Jumlah penduduk Batubara mencapai sekitar 348.000 orang lebih. Sebahagian besar adalah petani yaitu sebesar 32,5%. Kemudian buruh perkebunan 18%, nelayan 17,5%, sisanya 32 % buruh bangunan, pengrajin, pedagang, karyawan, dan berbagai mata pencaharian lainnya. Khusus di Desa Padang Genting mayoritasnya adalah nelayan. Migrasi Berbagai Kelompok Etnik ke Batubara

Migrasi suku Minangkabau, Mandailing, Batak Toba, Simalungun, Karo, dan lainnya ke pesisir timur Sumatera Utara memberi dampak terhadap kebudayaan di daerah Batubara.
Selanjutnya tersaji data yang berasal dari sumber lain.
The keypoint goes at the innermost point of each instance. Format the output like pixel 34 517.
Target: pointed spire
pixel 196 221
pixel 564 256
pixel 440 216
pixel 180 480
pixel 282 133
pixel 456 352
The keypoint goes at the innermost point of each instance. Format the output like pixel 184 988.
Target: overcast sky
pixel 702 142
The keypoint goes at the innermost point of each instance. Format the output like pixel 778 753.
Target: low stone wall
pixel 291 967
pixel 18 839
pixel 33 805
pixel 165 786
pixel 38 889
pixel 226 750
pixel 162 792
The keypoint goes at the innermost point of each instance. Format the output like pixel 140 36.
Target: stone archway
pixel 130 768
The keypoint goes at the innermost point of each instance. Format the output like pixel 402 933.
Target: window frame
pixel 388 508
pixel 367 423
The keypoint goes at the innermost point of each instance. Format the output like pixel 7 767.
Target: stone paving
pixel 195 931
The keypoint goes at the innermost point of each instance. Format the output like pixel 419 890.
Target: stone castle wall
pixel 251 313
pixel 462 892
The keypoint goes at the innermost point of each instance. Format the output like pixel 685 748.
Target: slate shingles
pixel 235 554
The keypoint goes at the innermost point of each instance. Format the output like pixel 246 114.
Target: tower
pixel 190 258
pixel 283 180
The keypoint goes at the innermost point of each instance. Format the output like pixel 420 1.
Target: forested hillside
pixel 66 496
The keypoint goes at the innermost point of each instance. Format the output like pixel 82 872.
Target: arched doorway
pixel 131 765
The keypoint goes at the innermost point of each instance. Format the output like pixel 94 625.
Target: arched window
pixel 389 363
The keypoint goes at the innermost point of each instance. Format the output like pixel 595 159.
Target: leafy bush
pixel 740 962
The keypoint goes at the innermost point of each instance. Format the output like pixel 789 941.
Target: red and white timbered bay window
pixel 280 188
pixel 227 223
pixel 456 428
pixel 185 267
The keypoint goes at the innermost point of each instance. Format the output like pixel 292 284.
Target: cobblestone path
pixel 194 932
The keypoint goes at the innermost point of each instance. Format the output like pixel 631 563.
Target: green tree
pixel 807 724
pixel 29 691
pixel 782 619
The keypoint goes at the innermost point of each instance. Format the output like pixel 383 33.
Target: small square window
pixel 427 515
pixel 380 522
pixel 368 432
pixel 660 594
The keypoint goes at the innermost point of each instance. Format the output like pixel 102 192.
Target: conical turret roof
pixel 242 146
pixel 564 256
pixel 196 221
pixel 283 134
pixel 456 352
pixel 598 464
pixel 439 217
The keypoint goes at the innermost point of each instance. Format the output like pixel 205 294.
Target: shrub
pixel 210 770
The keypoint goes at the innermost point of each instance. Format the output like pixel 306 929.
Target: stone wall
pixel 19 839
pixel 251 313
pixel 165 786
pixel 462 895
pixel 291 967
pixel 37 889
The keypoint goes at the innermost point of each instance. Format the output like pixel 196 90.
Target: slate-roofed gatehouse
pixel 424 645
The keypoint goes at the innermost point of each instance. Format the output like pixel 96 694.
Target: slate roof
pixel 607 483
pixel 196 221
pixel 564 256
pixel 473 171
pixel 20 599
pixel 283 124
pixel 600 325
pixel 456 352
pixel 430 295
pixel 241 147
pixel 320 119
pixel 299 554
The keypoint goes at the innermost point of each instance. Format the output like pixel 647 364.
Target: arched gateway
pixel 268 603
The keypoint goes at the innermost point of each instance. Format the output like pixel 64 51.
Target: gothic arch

Kabupten ini merupakan daerah penghasil utama songket Melayu di kawasan ini.

Pembahasan mengenai sejarah kabupaten ini, yaitu Kabupaten Asahan (di dalamnya Batubara) dan Kota Tanjungbalai, tidak dapat dipisahkan satu dengan yang lainnya, karena kedua daerah ini mempunyai latar belakang sejarah yang sama yang tercakup dalam sejarah Asahan. Tanjungbalai pernah menjadi ibu kota Asahan sejak tahun 1934 yang dipindahkan dari Rantau Panjang. Pada tahun 1933 Asahan diperintah oleh Sultan Syaibun Abdul Jalil Rahmatsyah, sebagai sultan kesebelas Negeri Asahan (Meuraxa, 1973:187-201).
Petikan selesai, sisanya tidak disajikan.